É possível tirar algum ensinamento positivo de situações como essa, do ponto de vista emocional?
Gizela Monteiro –
Sim! Primeiro de tudo, a fragilidade da vida. Estamos aqui, se cai um helicóptero acaba a vida. Então, é importante pensar o que é importante, quais as coisas que eu dou valor, de que forma eu quero viver o tempo que tenho aqui. Além disso, quanto mais as pessoas puderem vivenciar essas emoções, mais aprendem a conviver e suportar as adversidades. É como se constituíssem um “calo” emocional que as permitissem, a cada nova experiência, suportar melhor o sofrimento. Raiva, negação, tristeza e revolta são sentimentos comuns nessas situações que acabam sendo experimentados sem que tenhamos escolha. No entanto, podemos pensar sobre eles, sobre as circunstâncias que os provocaram, como nos atingiram e aumentarmos a compreensão sobre nossa vida mental. 

 

O que fazer para não deixar que este estado de espírito abata a pessoa e atrapalhe que ela leve a sua vida? Há quem fale em “resiliência”, mas como isso funciona na prática?
Gizela Monteiro –
O quanto as pessoas ficam abatidas pelos eventos inesperados depende da condição de cada um, do quanto já tem familiaridade com sofrimento, qual o tamanho do seu “calo” emocional. Essas situações são horrorosas, trágicas, mas permitem a gente conviver com o sofrimento. O sofrimento faz parte da vida. A resiliência é a capacidade de enfrentar as adversidades e de manter a saúde mental. O desenvolvimento da resiliência se dá por um conjunto de fatores, entre eles experiência anterior.
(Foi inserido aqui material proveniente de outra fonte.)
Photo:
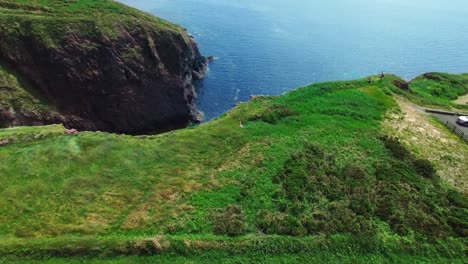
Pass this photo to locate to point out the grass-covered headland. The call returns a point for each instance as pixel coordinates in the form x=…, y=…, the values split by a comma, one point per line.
x=310, y=176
Alguns pais pensam que devem proteger os filhos de toda e qualquer contrariedade. Vejo pais preocupadíssimos para que o filho não sofra de jeito algum, que não seja contrariado nunca, e isso é ir na contramão da formação do preparo para enfrentar adversidades: dor, sofrimento, perda. Se perdeu o jogo, perdeu. Outro dia você treina mais e tenta ganhar. Reputo este excesso de medicalização da juventude a um despreparo emocional em enfrentar as coisas. Além de ser impossível, é uma conduta que impede que o filho vivencie e aprenda a conviver com a dor. Ou seja, é o oposto que se deve fazer para desenvolver a resiliência. A Psicologia estuda cada vez mais este assunto, levando em conta a hereditariedade, o ambiente em que a gente vive, a tradição familiar e a personalidade de cada um. Tenta-se compreender como a gente poderia estimular e desenvolver, características como determinação, paciência e perseverança.